Logarithms/intro to logarithms (how did they the get solution?)

[supernova1203]

Homework Statement

Homework Equations

The Attempt at a Solution

I have no idea how they came up with 7/2 as a solution...can anyone tell me how? I am not sure how logarithms and square roots work...how did they get the 1/2 exponent over the second 2? What is the train of thought required to solve a question like this??... for example

you do this...then you do that...and using that you get 7/2...can someone explain to me? in detail how they got 7/2?

Thanks :)

 

[HallsofIvy]

Your links don't work.

 

[supernova1203]

Try again...i re did them...and they seem to work now.

 

[HallsofIvy]

Looks like magic!

Do you know the "properties of exponents"? a^xa^y= a^{x+y} and (a^x)^y= a^{xy}

The logarithm is the opposite of the exponential: log_a(a^x)= x and a^{log_a(x)}= x (the technical term is "inverse") so logarithms have the opposite properties: log_a(xy)= log_a(x)+ log_a(y) and log_a(x^y)= y log_a(x)

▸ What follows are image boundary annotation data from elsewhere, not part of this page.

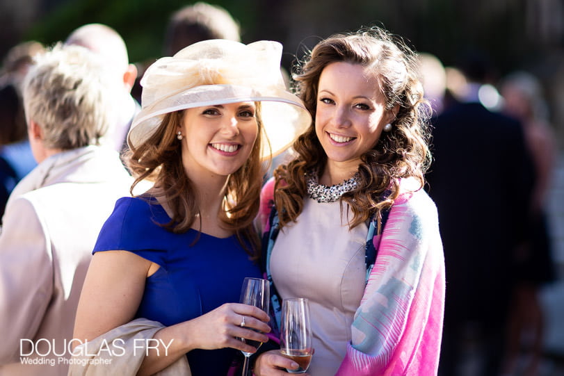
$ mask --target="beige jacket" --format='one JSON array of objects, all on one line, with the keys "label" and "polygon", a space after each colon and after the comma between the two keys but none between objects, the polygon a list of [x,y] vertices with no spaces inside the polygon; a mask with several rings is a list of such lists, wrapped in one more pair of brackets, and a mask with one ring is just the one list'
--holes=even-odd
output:
[{"label": "beige jacket", "polygon": [[0,376],[66,374],[92,250],[131,183],[115,151],[88,146],[48,158],[14,189],[0,233]]},{"label": "beige jacket", "polygon": [[[134,376],[145,359],[147,342],[164,326],[156,321],[138,318],[85,342],[74,349],[68,376]],[[152,340],[156,341],[156,340]],[[191,376],[186,357],[155,374],[156,376]]]}]

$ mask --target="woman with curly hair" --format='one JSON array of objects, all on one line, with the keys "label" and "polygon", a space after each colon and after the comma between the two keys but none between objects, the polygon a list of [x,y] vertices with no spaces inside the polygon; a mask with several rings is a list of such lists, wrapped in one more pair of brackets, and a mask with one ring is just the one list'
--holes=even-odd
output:
[{"label": "woman with curly hair", "polygon": [[[311,375],[437,373],[444,263],[417,68],[375,27],[320,42],[296,76],[313,122],[264,187],[261,219],[275,316],[284,298],[309,301]],[[255,372],[288,361],[268,352]]]}]

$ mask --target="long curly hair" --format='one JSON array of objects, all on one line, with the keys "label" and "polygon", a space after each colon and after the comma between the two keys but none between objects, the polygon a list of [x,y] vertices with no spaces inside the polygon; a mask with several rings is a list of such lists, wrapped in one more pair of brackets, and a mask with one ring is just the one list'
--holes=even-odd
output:
[{"label": "long curly hair", "polygon": [[376,26],[334,35],[320,42],[298,63],[293,77],[296,90],[313,121],[293,145],[296,158],[274,172],[275,203],[281,228],[295,222],[301,213],[308,174],[321,173],[327,163],[316,135],[315,115],[319,77],[325,67],[335,62],[361,65],[377,79],[386,109],[398,106],[392,130],[382,132],[374,147],[361,156],[357,188],[341,197],[341,211],[344,204],[352,211],[350,227],[376,214],[379,231],[381,211],[394,204],[400,179],[413,177],[421,187],[424,184],[424,173],[430,163],[428,142],[431,110],[424,99],[415,52],[399,38]]},{"label": "long curly hair", "polygon": [[[253,226],[259,206],[259,195],[266,167],[261,161],[261,142],[264,131],[257,103],[259,134],[249,158],[227,177],[223,210],[218,213],[223,227],[232,231],[247,251],[257,259],[259,239]],[[182,145],[176,131],[184,121],[184,111],[166,114],[160,126],[145,142],[128,150],[124,161],[135,178],[131,192],[141,181],[147,179],[162,190],[164,200],[172,211],[170,222],[159,224],[175,233],[187,231],[197,218],[200,208],[195,187],[184,171]]]}]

So, for example, log_3(27\sqrt{3})= log_3(3^3(3^{1/2})= log_3(3^{3+ 1/2})= log_3(3^{7/2})= 7/2
That, as well as, log_2(8\sqrt{2})= log_2(2^3(2^{1/2})= log_2(2^{3+ 1/2})= log_2(2^{7/2})= 7/2
are both applications of log_a(a^x)= x. The "logarithm" and "exponential" are inverse functions so they "cancel".

 

[Villyer]

how did they get the 1/2 exponent over the second 2?

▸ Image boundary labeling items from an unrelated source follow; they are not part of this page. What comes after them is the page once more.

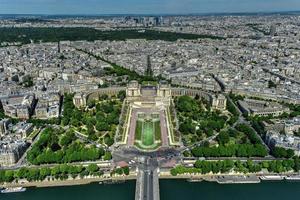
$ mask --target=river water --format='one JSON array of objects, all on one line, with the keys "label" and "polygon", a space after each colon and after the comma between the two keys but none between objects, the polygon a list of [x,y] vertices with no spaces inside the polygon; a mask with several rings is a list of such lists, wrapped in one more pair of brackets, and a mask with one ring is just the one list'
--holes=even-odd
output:
[{"label": "river water", "polygon": [[[29,188],[24,193],[0,194],[0,200],[134,200],[135,181],[114,185]],[[297,200],[300,182],[220,185],[160,180],[161,200]]]}]

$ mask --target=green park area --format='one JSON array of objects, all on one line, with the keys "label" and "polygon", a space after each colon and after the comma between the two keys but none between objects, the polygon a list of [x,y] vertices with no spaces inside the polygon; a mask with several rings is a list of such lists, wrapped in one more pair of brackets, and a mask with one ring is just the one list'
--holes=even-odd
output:
[{"label": "green park area", "polygon": [[139,115],[135,129],[135,144],[144,150],[156,149],[161,143],[160,121],[158,116]]},{"label": "green park area", "polygon": [[77,40],[127,40],[127,39],[146,39],[146,40],[165,40],[176,41],[178,39],[224,39],[214,35],[198,35],[187,33],[173,33],[154,30],[128,30],[120,29],[113,31],[101,31],[94,28],[0,28],[0,43],[19,42],[28,44],[34,42],[58,42],[58,41],[77,41]]}]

A notation that is used for square roots is to raise the number to the one-half power.

So the square root of two is equivalent to $2^{\frac{1}{2}}$.
On a similar note, the cube root of two is equivalent to $2^{\frac{1}{3}}$. (this isn't relevant for this problem, but I feel like it helps you understand the rule a little better.